The rendition of Make a Salad that Sherman organized at PS1, however, certainly took on a more culinary flair than the original 1960s piece (which had featured a straightforward mix of American staples like cucumber, tomato, and iceberg lettuce).
Sherman discovered that Knowles wasn’t fussy about what ingredients were used. At PS1, the artist drew her materials from the garden of unusual plants—Purslane! Shiso leaves! Bronze fennel fronds!—that Sherman had planted at the museum. “These unfamiliar, strange vegetables changed the performance in a way,” Sherman said. “But this [piece] was never about salad or cooking or gardening or the vegetables.

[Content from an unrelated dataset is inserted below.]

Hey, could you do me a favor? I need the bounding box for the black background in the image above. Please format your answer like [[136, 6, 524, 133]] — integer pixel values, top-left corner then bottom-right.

It was about taking the domestic act to the next level.” Sherman was also impressed by the artist’s edict that no food be wasted: At the end of the performance, Knowles made sure that everyone actually ate the salad.
Anyone who missed the previous iterations of Make a Salad
will have another chance on February 15, 2019, when Knowles will perform the piece as part of the upcoming Fluxus Festival in Los Angeles, produced by the L.A. Philharmonic in collaboration with the Getty Research Institute
“There’s something really special about a work that’s so intentionally open-ended that it can continue to interest an artist and an audience for so many years,” Sherman continued. “That’s kind of my thing about salad: It seems so specific, but somehow it opens up all these doors. Anything can be a salad.”